Isn't It Bromantic (Bromance Book Club #4) by Lyssa Kay Adams



            Colton eased Vlad down on the edge of the tub. Yan picked up the conversation and looked at Malcolm. “What about football players?”

            He shrugged. “We can peel the fucking paint from the walls.”

            “Boys, trust me, you’re all equally rank,” Colton said. “Can we just get Vlad hosed off, please?”

            “You don’t have to wash me,” Vlad grumbled. “Just help me in and out.”

            “No way, dude,” Gavin smiled. “I want to wash your hair.” He made a scrunchy gesture with his fingers. “All that thick, glossy luxuriousness.”

            “Fuck off,” Vlad growled.

            “Okay, stank ass,” Colton said. “We gotta stand you up and strip you naked.”

            Vlad grabbed Colton’s outstretched hand and stood on one leg. Balancing, he lifted his T-shirt and tossed it. Someone wolf-whistled, and Vlad growled again.
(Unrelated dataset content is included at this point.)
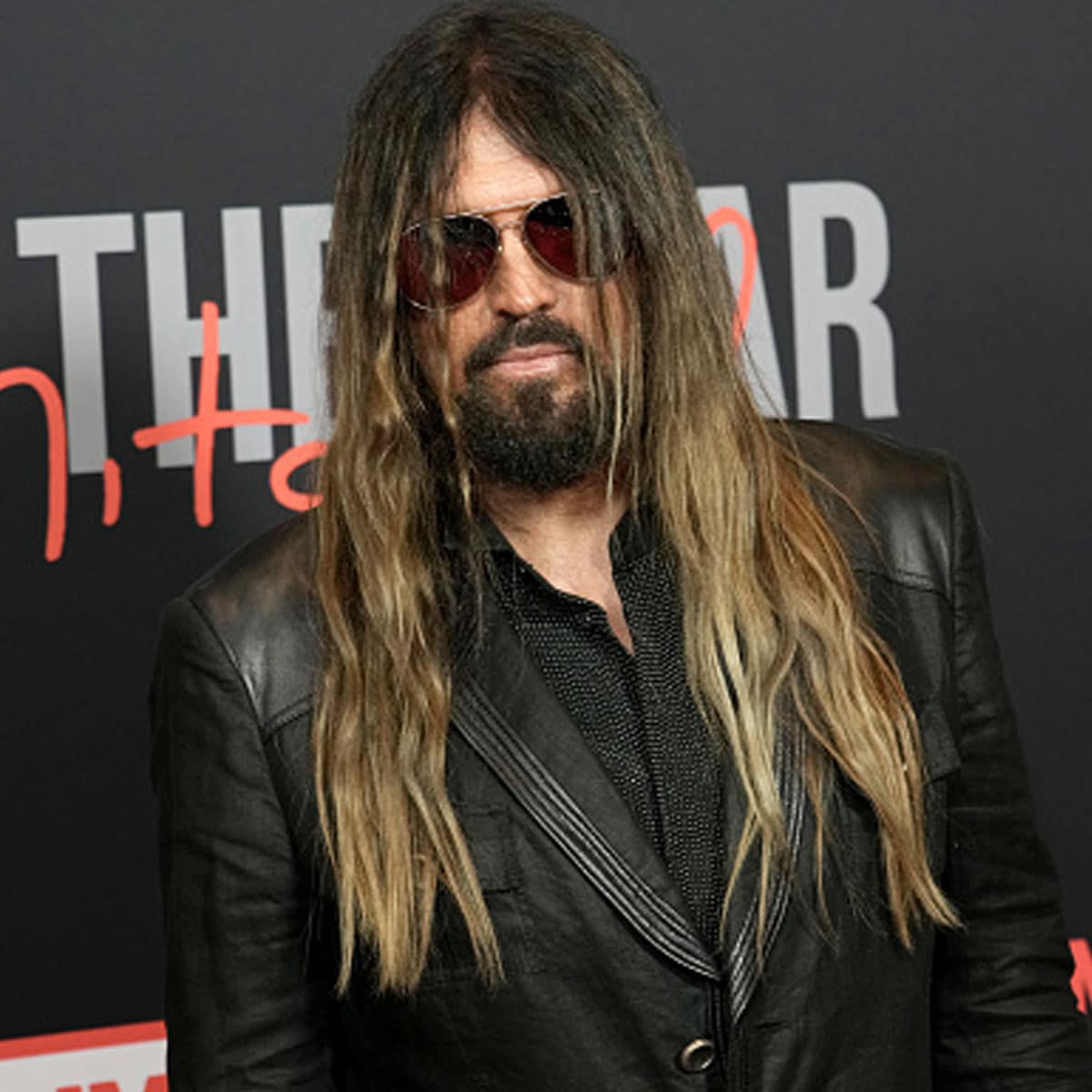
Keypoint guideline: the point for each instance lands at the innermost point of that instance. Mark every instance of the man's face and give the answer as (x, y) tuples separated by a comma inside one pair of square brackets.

            “Now the pants,” Colton said. “Just whip ’em down and get it over with.”

            After some awkward maneuvering, he managed to pull down his shorts one-handed just enough for him to sit back down on the tub. Gavin stepped forward and pulled them off his legs, and then Vlad spun around on the edge of the tub. He lowered the foot of his good leg into the water. Once again holding on to his friends, he stood so he could inch forward into the tub. But before he could move, Yan whistled. “Damn, man. You could bounce a quarter off that ass.”

            Vlad looked over his shoulder. “Why would you throw a quarter at my ass?”

            “It’s a phrase, nut sack,” Colton said. “Means you have a nice ass.”

            “Of course I do. I am a hockey player. I have hockey butt.” He crouched with their help so he could sit in the water.

            “What’s hockey butt?” Gavin asked.

            “From skating,” Vlad grunted, easing farther into the water. “We get big thighs and butts compared to the rest of our bodies. Makes it very hard to buy pants.”

            Del nodded. “I’ve actually heard that before.”

            “Whatever,” Colton said. “Can we talk about the body hair? You gotta do something about that.”

            Vlad glowered at him. “What is wrong with my hair?”

            “It’s not supposed to be everywhere.”

            Vlad gestured at his body. “This is how I am made. I am big, and I have a lot of hair.”

            Colton shrugged. “I’m just saying a wax treatment on your chest every now and then wouldn’t be a bad idea.”

            Malcolm smacked his head. “Knock it off, Colton. Body-shaming is unacceptable.”

            “I’m not body-shaming. I’m saying the dude has a hairy chest.”

            “Yeah, that is body-shaming. A man can’t help how much hair he’s born with any more than a woman can control whether she has a thigh gap. All bodies are beautiful.”

            Vlad squeezed his eyes shut and thanked God that Elena wasn’t around to overhear any of this.

            “Okay, we got your magnificent ass in the tub,” Malcolm said. “Do your thing, Gavin.”

            “I can wash my own hair,” Vlad grumbled.

            Mack pointed at him. “Shut up and let us take care of you.”

            Gavin crouched on his knees next to the tub. “Someone hand me the shampoo.”

            Vlad heard the creak of the glass shower door, and then Del handed Gavin a blue bottle of men’s shampoo and conditioner combo.

            “Dude, that cheap shit will dry out your hair,” Mack said as Gavin squeezed a large dollop onto Vlad’s head. “You should be using a regular conditioner at least once a week.”

            “I don’t use a conditioner,” Gavin said, digging his fingers into Vlad’s hair like he was kneading dough. Vlad closed his eyes because it actually kind of felt good.